HiBob’s pace of product expansion through acquisition means buyers are evaluating a platform that is adding capability faster than it is deepening integration between those capabilities. The core HRIS, onboarding and performance tools are mature. The ATS, Bob Learning and Bob Finance are newer additions at varying stages of market availability and integration depth. Buyers should assess which modules are genuinely needed for their current requirements and which represent future roadmap bets, and should validate integration maturity between modules in a product demonstration rather than relying on the platform’s positioning as a unified suite.

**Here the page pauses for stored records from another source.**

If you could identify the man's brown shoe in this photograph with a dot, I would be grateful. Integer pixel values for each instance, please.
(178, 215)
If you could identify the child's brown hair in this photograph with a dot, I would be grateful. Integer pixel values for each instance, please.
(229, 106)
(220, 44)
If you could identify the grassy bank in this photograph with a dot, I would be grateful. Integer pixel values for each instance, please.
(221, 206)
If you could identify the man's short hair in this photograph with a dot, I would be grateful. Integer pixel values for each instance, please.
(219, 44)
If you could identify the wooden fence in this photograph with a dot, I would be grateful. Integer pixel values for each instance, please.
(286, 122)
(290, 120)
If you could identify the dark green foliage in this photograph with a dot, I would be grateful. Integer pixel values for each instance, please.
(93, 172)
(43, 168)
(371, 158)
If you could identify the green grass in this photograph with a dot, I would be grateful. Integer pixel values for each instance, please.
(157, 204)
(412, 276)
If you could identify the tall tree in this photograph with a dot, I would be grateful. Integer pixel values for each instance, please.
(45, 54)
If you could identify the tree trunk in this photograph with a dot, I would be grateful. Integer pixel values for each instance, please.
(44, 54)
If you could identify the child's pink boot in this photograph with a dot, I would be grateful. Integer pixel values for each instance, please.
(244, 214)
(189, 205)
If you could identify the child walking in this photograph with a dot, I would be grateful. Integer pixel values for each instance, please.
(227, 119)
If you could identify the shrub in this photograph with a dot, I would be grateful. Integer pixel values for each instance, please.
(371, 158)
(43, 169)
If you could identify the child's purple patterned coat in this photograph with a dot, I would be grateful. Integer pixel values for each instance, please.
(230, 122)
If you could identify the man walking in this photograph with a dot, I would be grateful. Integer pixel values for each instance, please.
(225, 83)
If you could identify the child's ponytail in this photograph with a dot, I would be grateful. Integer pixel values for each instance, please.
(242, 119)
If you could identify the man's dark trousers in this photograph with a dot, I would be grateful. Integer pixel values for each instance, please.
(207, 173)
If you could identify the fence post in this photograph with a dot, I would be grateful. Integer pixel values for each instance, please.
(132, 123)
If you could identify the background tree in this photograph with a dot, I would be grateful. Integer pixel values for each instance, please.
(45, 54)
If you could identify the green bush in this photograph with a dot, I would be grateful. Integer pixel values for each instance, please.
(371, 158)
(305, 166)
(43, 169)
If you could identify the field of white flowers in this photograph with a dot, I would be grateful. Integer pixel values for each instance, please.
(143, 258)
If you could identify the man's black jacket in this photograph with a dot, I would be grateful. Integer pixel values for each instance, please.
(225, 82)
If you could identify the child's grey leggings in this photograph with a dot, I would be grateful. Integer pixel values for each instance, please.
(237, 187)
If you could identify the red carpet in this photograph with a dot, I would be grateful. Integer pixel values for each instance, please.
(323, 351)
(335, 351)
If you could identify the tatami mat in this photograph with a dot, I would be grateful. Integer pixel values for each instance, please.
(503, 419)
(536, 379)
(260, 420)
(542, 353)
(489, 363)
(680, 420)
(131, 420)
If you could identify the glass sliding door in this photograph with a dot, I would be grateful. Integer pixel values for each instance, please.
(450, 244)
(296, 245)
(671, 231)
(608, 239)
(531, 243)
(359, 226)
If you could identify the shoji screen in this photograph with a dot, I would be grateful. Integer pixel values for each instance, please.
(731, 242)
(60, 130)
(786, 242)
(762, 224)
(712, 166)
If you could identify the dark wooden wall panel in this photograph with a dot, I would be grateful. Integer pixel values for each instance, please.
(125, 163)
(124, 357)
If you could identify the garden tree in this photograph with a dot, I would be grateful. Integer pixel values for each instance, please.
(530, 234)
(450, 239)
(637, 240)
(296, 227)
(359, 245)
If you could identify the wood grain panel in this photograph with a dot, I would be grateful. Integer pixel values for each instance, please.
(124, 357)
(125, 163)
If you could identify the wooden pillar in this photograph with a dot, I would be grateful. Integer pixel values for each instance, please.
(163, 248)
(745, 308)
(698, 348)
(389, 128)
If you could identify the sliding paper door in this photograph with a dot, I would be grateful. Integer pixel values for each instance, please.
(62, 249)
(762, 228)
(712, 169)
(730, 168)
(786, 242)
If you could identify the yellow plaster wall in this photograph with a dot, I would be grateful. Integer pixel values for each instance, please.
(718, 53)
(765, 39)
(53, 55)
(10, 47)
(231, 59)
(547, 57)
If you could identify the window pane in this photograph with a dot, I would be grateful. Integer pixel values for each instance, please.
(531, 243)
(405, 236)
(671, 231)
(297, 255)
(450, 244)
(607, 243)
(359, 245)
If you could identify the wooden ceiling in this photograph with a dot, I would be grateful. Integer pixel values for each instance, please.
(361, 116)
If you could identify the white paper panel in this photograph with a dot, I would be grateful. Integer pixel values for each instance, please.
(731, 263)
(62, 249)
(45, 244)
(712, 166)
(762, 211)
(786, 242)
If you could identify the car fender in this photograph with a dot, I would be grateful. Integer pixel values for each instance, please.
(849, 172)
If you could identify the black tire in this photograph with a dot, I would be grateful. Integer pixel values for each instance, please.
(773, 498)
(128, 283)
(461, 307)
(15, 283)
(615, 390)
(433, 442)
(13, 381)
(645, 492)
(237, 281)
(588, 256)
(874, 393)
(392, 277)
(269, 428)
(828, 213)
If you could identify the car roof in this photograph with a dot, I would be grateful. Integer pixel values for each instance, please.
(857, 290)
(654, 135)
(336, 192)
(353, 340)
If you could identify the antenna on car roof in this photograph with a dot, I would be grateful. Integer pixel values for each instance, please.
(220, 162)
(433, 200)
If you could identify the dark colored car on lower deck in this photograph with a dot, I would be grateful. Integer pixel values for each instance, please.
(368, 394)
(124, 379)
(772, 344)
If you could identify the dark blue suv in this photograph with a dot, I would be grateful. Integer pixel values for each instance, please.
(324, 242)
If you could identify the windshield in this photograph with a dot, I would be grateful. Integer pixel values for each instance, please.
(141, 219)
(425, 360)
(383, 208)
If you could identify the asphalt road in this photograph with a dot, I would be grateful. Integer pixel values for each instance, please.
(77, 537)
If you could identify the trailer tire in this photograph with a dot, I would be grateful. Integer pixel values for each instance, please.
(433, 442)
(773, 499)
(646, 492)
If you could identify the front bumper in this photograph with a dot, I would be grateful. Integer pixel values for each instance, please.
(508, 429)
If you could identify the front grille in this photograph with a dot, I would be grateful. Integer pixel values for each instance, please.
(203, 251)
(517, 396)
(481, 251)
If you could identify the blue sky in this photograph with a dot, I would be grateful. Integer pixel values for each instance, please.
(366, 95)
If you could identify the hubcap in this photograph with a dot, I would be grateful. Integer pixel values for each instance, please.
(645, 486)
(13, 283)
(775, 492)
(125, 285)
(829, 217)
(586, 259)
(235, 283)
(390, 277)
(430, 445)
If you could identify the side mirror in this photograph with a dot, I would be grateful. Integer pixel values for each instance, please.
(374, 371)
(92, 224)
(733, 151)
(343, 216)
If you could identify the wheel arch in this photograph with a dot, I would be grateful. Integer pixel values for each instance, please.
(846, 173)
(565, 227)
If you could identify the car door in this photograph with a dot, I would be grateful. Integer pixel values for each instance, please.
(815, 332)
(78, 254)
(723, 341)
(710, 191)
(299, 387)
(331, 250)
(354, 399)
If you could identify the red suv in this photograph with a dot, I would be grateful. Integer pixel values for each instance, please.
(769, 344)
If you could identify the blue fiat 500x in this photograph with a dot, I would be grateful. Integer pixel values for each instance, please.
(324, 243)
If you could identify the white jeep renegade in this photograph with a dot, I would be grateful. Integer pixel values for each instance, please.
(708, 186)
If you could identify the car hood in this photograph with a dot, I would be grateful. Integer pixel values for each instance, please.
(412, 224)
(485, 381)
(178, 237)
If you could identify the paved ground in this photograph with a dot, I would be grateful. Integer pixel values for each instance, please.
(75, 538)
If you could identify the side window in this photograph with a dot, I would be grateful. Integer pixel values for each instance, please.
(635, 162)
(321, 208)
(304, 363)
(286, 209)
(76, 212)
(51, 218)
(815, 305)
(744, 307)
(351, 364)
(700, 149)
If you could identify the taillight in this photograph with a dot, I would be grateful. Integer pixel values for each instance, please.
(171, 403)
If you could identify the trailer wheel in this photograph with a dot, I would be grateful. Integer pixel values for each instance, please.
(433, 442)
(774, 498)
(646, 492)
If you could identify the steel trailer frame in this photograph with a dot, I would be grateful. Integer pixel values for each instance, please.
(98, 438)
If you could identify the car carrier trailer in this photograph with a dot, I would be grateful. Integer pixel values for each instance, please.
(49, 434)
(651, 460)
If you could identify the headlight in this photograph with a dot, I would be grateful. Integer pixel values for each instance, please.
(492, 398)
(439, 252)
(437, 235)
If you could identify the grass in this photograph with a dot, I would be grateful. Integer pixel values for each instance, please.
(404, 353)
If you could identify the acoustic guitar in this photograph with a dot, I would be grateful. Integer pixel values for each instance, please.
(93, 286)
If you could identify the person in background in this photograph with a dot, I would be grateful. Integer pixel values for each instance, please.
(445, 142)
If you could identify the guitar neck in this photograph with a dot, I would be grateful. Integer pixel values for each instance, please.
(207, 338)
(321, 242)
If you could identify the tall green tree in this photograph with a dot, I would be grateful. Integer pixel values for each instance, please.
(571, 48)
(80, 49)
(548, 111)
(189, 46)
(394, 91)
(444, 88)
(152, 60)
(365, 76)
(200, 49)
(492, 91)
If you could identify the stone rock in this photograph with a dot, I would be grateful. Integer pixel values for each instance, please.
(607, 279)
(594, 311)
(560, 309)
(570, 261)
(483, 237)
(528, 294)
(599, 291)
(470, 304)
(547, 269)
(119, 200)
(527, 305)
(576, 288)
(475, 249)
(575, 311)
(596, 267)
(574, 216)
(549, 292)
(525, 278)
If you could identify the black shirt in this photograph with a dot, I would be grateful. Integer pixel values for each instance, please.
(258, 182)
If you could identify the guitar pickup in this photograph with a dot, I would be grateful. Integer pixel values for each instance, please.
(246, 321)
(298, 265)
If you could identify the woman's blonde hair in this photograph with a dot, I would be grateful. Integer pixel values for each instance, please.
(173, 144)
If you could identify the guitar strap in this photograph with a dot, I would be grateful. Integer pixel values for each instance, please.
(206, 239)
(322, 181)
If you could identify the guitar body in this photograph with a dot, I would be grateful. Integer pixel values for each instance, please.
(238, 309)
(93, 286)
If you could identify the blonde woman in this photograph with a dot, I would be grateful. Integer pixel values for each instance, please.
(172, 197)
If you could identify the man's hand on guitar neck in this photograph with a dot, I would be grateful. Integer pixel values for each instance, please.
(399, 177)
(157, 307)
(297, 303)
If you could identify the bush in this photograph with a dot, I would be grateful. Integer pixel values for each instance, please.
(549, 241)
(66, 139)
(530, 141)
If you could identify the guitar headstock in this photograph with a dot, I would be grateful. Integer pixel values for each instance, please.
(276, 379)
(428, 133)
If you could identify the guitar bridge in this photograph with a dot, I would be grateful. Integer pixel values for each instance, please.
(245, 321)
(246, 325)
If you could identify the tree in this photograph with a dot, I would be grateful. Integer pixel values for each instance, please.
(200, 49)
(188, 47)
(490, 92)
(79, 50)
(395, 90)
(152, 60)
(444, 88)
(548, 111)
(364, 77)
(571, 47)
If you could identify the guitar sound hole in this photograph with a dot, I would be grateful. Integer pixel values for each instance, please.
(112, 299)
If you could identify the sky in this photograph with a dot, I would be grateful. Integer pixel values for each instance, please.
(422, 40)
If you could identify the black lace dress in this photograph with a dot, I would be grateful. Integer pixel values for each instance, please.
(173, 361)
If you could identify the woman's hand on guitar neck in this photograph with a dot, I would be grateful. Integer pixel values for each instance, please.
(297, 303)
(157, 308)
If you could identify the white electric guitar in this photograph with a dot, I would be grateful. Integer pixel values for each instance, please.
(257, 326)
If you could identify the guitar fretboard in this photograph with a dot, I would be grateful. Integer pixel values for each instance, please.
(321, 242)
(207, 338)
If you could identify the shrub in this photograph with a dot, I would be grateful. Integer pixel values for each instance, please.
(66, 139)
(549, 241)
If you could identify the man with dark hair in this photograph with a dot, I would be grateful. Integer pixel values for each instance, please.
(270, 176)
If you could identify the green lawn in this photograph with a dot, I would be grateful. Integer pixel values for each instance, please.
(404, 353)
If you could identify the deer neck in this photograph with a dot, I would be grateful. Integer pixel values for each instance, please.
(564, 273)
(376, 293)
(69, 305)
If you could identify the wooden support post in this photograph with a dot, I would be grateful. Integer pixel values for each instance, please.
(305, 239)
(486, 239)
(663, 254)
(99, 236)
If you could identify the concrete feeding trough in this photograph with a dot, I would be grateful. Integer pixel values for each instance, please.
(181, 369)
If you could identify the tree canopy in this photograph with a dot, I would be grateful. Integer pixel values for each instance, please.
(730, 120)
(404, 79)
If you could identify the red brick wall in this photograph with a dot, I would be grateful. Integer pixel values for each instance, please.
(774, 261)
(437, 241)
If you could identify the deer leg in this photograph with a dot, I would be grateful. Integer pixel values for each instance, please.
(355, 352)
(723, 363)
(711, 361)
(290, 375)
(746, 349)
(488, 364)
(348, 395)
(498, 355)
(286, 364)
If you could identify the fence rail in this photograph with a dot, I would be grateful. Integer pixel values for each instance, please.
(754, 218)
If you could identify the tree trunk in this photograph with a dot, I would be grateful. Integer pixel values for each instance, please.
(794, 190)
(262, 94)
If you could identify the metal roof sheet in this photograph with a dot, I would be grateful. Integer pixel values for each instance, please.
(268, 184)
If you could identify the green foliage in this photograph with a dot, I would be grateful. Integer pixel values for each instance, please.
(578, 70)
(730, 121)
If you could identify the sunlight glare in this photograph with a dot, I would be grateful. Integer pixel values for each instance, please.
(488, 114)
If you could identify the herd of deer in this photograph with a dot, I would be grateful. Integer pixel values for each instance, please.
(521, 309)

As with any HRIS, the quality of outcomes depends significantly on implementation quality and organisational readiness. HiBob delivers most value in organisations that treat implementation as a process redesign exercise — defining workflow ownership, manager responsibilities and data governance — rather than a software deployment. Organisations that attempt to replicate every legacy HR process in the new system without rationalisation typically generate technical debt that compounds over time.

Who it suits

HiBob is best suited to mid-market organisations — broadly 50 to 1,000 employees — that are scaling headcount, tightening people processes and want a modern HRIS with high manager and employee adoption rather than enterprise-grade configuration complexity. It is particularly well matched to distributed teams, hybrid workforces and organisations with international operations or expansion plans, where standardised people practices across locations matter and where an HRIS designed for globally distributed work is preferable to one built primarily for single-country deployment. Australian buyers who value local support and account management will find the Sydney office a practical advantage. Organisations that need native Australian payroll, deep award interpretation or a roster-first operational workforce management system should assess whether HiBob’s integration approach meets their specific payroll complexity before committing.